Kidd goes quite far in her examination of the character, to the point where we end up knowing the most intimate things about Ana, such as her personal relation with the Almighty and the core of the reasons which drove her line. In the end, she feels no less of an important character in this novel than her eternally-remembered husband.

432VikingApril 21 2020978-0525429760

The Final Verdict

The Book of Longings by Sue Monk Kidd is an excellent work of historical fiction, so long as you remember the accent is heavily placed on the “fiction” part. It offers a captivating and eventful plot, a protagonist many can relate to and won’t soon forget, and a setting rife with opportunities for discovery and exploration. If the premise of imagining Jesus’ wife in the setting of an ancient-times thriller interests you even a little bit, then I suggest you take this book into real consideration.

VIDEO: Author Talks | Sue Monk Kidd, The Book of Longings

Sue Monk Kidd

Sue Monk Kidd is an American author and graduate from the Texas Christian University, as well as a lifelong student in creative writing, having taken courses at Emory University and Anderson College, among other places.

Her first published novel, The Secret Life of Bees, was a bestseller, and her future works have lived up to the quality she established for herself, including Who the Heart Waits and The Dance of the Dissident Daughter.

David Ben Efraim (Page Image)

David Ben Efraim (Reviewer)

David Ben Efraim is a book reviewer living in Montreal, Quebec, Canada, and co-owner of Bookwormex, as well as the Quick Book Reviews blog, along with Yakov Ben Efraim.

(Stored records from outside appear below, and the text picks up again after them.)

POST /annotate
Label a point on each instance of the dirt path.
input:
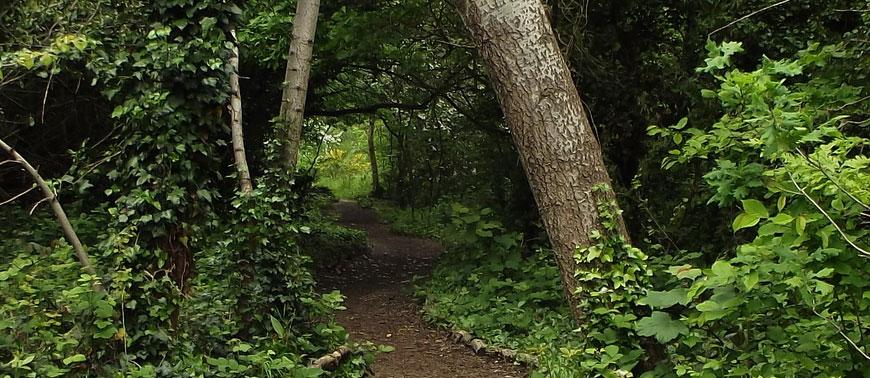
(380, 307)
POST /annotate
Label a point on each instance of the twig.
(480, 347)
(818, 166)
(331, 360)
(45, 97)
(840, 331)
(848, 104)
(58, 212)
(37, 204)
(18, 196)
(843, 234)
(747, 16)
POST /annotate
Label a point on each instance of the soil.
(382, 309)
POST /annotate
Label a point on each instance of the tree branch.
(58, 212)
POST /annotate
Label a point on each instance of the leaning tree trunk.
(373, 160)
(557, 146)
(296, 78)
(236, 120)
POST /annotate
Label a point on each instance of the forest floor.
(381, 307)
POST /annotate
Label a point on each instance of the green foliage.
(489, 284)
(341, 161)
(611, 276)
(792, 300)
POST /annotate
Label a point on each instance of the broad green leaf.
(74, 359)
(755, 208)
(664, 299)
(750, 280)
(276, 325)
(660, 325)
(744, 220)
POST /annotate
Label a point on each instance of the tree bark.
(556, 143)
(236, 120)
(296, 78)
(373, 160)
(50, 196)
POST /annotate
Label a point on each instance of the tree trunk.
(373, 159)
(557, 146)
(236, 120)
(296, 78)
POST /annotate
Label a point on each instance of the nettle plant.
(790, 151)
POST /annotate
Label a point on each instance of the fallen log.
(480, 347)
(331, 360)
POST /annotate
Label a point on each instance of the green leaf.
(750, 280)
(660, 325)
(276, 325)
(755, 208)
(722, 269)
(664, 299)
(685, 271)
(800, 225)
(744, 220)
(74, 359)
(207, 23)
(782, 219)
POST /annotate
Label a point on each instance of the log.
(479, 347)
(331, 360)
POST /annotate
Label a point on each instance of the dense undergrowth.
(788, 300)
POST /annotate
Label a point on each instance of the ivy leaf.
(660, 325)
(664, 299)
(207, 23)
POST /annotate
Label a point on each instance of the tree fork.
(296, 79)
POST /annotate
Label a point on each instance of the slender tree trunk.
(557, 146)
(236, 120)
(62, 219)
(373, 159)
(296, 78)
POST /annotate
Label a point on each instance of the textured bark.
(373, 159)
(296, 78)
(62, 219)
(556, 143)
(236, 120)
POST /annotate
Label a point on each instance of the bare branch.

With a love for literature reaching across all genres (except romance), he has embarked on the quest to share its wonders with the world by helping people find their way to books which truly speak to them, whether they be modern sensations or relics from a bygone era.

3 thoughts on ““The Book of Longings” by Sue Monk Kidd – The Rebellious Thorn”

  1. I’ve just started this book and am unsure if I will continue. I’m posting this for those who might read this review. The historical accuracy is uncomfortable from the very beginning.
    1. The mikveh was not used for bathing in Second Temple times. It was for changing one’s status religiously…for lack of a better word: to purify (and that’s very misleading but it’s a long explanation). An unmarried woman would not use the mikveh. Only married women to separate her menstrual time from her time when she is available to her husband. Men would immerse, but again, to prepare for prayer.
    2. Using Ana instead of the correct Hannah is bothersome. Yes, the author used Judas instead of Judah or the Hebrew Yehuda, as, yeh, some names were Hellenized. But Hannah would also be used in the Hellenized world. And…seriously…when the name Ana has for close to 10 years been associated with the female in Fifty Shades of Grey, either the author is clueless….or clueless
    3. Girls/woman are forbidden by Jewish law to be married without their agreeing to the match…even in the Second Temple time. So, she could refuse the match…so what does that do to the book?

  2. Hello Lisa,

    Thank you for your insightful comment, I was not aware of these inaccuracies when reading it and can understand why they would stand out to someone as educated in the subject as yourself. I can certainly say I’ve learned some things today.

    I do want to point out this is, ultimately, a work of historical fiction, and I did mention it pertained more to the category of heavily fictionalized history, presenting a story with a modernized perspective.

    In the author’s hierarchy of concerns, I’d wager telling his story came first, and getting all the historical details right was a solid second.

    To any potential readers on the fence about this book, I would say it’s a good idea to consider whether or not the items mentioned by Lisa would be bothersome to you. If you’re a stickler for historical accuracy when it comes to historical fiction, then I do agree this book might not be for you.

    On the other hand, if you’ve a greater interest in the novel’s story than historical factuality, I don’t think you’d encounter many problems.